"A Matter of Justice: Eisenhower and the Beginning of the Civil Rights Revolution'' (Simon & Schuster, 353 pages, $27), by David A. Nichols: As the 50th anniversary of Little Rock Central High School's desegregation approaches, David A. Nichols offers a new, much-needed look at the civil rights legacy of the man who ordered troops to escort nine Black students into the all-White school.
Nichols mines newly discovered documents from Dwight D. Eisenhower's presidential library in Abilene, Kan., to argue that the 34th president doesn't get the credit he deserves for his successes on the civil rights front.
"We must look closely at what he did, not just what he said, or we will miss much of what Eisenhower was about in civil rights,'' Nichols writes.
Those actions included Eisenhower's efforts to desegregate the District of Columbia and to address employment discrimination by federal contractors and the government itself.
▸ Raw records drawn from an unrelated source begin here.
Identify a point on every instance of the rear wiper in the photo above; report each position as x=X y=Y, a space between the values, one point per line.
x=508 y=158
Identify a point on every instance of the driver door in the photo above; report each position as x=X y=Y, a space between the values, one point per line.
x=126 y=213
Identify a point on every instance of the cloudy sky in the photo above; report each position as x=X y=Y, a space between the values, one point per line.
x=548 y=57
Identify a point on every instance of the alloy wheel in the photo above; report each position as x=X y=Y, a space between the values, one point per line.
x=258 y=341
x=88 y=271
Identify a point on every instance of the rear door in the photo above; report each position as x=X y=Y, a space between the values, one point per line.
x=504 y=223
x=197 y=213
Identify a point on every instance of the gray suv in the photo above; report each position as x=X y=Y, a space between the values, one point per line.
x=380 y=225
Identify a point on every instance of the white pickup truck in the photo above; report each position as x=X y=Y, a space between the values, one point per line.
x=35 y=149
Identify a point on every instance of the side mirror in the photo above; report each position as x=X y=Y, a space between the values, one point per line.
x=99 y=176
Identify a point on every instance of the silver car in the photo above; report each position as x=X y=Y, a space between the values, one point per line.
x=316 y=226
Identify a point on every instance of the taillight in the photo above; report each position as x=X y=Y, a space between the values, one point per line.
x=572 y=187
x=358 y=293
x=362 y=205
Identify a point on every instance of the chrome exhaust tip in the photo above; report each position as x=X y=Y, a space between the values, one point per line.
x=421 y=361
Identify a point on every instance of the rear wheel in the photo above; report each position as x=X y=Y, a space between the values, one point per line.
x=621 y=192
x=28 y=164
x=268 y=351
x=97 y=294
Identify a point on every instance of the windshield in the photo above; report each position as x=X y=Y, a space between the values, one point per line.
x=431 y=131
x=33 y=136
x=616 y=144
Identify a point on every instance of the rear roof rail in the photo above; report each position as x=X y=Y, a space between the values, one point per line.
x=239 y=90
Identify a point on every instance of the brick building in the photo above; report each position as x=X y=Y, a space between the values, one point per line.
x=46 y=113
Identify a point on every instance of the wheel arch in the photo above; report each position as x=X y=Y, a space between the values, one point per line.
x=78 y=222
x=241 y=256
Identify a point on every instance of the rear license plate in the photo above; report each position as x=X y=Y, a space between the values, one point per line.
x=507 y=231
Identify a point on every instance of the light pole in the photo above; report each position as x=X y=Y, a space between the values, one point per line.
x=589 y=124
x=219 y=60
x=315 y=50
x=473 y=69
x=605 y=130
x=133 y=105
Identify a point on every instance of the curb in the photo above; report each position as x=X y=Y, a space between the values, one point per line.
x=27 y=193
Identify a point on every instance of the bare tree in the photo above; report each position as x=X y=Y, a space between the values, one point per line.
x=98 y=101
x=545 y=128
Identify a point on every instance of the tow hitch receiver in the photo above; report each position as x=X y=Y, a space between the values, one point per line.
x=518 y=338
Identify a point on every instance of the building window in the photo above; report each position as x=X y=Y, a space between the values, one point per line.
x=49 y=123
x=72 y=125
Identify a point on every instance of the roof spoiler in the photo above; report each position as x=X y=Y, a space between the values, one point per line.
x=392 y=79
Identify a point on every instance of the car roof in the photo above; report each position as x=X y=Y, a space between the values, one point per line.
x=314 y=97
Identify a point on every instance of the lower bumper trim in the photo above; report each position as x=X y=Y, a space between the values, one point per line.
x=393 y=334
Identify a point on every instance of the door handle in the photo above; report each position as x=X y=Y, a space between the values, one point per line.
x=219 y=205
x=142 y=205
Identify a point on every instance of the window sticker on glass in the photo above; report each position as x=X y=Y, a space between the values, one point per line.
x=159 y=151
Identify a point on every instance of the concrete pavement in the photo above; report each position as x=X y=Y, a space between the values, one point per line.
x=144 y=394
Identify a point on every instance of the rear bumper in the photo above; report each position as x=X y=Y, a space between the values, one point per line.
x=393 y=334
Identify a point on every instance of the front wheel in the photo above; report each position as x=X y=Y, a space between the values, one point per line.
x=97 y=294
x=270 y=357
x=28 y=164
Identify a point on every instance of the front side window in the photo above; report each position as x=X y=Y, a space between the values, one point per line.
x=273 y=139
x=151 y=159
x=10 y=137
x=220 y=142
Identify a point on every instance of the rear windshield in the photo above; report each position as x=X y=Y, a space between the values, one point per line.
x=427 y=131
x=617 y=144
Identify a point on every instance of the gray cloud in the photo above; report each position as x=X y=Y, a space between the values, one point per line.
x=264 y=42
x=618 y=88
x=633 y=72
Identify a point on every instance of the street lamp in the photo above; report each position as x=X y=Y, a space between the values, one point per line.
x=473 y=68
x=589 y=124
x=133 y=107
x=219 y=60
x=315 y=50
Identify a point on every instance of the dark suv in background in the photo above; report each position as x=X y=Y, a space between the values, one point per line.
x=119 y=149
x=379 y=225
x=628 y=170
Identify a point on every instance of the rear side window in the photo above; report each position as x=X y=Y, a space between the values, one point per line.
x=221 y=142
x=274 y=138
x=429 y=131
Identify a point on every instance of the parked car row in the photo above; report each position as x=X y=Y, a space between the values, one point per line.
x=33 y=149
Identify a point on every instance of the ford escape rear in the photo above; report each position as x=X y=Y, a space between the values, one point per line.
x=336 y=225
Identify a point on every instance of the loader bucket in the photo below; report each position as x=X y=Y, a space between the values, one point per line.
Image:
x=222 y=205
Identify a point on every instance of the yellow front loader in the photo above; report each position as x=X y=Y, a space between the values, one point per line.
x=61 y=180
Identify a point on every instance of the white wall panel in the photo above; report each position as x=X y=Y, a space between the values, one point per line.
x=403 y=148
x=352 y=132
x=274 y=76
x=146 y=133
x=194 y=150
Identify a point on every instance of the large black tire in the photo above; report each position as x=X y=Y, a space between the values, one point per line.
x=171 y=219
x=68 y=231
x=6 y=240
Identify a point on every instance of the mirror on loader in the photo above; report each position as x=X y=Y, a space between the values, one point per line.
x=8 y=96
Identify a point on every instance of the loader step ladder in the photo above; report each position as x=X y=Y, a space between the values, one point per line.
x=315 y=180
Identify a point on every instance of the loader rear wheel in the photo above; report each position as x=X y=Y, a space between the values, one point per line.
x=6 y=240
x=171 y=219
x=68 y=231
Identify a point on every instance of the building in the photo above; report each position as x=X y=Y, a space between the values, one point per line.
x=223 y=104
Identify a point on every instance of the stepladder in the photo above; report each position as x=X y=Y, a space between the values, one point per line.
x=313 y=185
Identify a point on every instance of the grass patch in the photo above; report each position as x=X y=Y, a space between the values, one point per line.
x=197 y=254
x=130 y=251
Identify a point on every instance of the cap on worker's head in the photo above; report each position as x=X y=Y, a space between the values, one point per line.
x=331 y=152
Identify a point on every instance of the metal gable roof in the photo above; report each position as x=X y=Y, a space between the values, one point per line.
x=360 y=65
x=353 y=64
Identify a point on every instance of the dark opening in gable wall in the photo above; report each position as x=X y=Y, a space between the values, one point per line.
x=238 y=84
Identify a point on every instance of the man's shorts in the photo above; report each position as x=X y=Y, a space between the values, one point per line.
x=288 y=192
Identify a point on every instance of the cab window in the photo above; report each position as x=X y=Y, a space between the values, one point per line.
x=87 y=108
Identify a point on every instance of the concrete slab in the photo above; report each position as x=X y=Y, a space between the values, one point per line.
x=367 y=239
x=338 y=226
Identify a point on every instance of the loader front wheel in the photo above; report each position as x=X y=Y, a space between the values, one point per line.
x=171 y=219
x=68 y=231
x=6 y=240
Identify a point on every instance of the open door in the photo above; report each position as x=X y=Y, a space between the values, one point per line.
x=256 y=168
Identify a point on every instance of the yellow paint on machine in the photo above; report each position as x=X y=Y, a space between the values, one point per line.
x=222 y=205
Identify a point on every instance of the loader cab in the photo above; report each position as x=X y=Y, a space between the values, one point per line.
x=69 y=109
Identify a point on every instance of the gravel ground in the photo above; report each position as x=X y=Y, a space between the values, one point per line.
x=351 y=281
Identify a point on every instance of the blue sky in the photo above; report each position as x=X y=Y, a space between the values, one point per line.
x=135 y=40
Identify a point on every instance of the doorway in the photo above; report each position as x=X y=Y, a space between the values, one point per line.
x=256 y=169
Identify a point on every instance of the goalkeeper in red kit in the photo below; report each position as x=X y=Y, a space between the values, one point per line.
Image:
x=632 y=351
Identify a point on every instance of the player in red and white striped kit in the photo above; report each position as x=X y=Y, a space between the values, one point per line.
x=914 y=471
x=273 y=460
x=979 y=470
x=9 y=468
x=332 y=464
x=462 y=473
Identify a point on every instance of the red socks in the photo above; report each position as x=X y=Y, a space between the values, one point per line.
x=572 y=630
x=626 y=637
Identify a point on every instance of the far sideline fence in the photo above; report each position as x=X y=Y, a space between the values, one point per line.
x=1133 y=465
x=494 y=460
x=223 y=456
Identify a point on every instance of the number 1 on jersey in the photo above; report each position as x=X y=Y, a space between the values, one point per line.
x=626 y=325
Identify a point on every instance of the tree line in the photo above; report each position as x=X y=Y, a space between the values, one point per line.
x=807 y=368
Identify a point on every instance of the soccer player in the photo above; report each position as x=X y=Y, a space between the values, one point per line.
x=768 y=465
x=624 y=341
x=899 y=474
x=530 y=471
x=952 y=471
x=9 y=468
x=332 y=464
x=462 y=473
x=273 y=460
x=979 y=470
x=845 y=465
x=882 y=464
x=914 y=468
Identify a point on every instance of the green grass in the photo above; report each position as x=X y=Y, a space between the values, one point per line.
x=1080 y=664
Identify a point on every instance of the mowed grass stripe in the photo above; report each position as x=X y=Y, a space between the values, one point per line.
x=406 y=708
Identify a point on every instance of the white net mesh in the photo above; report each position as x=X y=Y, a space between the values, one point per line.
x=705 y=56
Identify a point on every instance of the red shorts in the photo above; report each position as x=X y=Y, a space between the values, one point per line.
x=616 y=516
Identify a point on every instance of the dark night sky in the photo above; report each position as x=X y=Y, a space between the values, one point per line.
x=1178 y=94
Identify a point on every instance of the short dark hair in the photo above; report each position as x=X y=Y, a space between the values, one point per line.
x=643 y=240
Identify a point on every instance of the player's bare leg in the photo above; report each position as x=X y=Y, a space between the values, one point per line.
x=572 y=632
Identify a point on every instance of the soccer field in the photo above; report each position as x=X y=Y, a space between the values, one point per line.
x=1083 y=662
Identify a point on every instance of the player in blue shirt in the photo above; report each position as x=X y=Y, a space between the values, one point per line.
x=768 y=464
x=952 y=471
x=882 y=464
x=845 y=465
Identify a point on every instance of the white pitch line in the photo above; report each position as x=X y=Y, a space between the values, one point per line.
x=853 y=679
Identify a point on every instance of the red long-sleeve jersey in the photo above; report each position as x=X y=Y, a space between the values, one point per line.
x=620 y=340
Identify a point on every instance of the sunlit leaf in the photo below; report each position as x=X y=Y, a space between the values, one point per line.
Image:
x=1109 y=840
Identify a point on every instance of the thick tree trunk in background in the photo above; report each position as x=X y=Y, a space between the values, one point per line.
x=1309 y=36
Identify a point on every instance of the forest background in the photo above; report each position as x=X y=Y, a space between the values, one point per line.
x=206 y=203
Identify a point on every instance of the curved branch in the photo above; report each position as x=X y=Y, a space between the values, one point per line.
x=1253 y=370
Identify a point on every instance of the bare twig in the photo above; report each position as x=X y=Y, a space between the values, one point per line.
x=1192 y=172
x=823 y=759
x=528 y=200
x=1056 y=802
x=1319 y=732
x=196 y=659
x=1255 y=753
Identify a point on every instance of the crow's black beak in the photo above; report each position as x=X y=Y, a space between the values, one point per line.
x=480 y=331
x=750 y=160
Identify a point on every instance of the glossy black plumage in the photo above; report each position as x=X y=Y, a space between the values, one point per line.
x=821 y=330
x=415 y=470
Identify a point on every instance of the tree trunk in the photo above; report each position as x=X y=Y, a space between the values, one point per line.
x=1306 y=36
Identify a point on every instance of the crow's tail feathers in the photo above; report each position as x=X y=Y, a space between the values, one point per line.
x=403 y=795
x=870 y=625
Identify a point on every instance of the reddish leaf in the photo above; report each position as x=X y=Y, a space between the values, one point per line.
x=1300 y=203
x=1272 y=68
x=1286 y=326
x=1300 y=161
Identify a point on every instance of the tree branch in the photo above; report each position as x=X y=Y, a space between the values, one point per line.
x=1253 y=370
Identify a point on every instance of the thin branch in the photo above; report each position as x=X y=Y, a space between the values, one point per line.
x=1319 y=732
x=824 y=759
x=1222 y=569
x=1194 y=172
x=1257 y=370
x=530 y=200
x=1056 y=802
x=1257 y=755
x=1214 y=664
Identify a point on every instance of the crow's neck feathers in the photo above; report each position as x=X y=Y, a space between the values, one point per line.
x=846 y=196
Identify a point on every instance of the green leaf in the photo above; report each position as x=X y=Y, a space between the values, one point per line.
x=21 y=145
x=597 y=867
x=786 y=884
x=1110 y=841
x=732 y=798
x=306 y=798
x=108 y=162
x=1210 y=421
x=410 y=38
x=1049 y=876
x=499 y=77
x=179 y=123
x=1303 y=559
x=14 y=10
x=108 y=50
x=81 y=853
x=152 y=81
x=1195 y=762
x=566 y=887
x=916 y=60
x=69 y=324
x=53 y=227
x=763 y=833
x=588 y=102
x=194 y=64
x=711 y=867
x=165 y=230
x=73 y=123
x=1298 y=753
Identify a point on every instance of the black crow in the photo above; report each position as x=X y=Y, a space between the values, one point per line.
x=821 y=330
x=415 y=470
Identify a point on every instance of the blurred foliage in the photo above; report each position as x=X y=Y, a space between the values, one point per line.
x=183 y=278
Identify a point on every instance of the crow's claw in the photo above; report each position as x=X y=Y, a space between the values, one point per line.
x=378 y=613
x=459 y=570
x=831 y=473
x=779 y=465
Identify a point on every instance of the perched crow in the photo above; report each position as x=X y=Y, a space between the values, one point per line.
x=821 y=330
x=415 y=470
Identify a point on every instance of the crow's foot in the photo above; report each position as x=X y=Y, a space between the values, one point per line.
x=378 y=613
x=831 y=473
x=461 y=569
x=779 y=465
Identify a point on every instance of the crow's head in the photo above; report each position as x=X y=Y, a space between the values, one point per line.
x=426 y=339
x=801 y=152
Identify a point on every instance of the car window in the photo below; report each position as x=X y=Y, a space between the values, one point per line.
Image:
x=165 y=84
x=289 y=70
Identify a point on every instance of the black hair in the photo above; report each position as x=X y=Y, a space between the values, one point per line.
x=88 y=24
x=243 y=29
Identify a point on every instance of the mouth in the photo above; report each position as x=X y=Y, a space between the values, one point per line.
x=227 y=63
The book also says Eisenhower deserves more credit on implementing Harry Truman's executive order to desegregate the armed forces and notes that he went even further by integrating schools for military dependents under federal control.
Nichols' book won't satisfy readers who believe Eisenhower failed to use the bully pulpit to condemn segregation and publicly challenge leaders who seemed to dominate the public arena throughout the South. But at least it will show that while he may have been muted on the issue of civil rights, he certainly wasn't silent.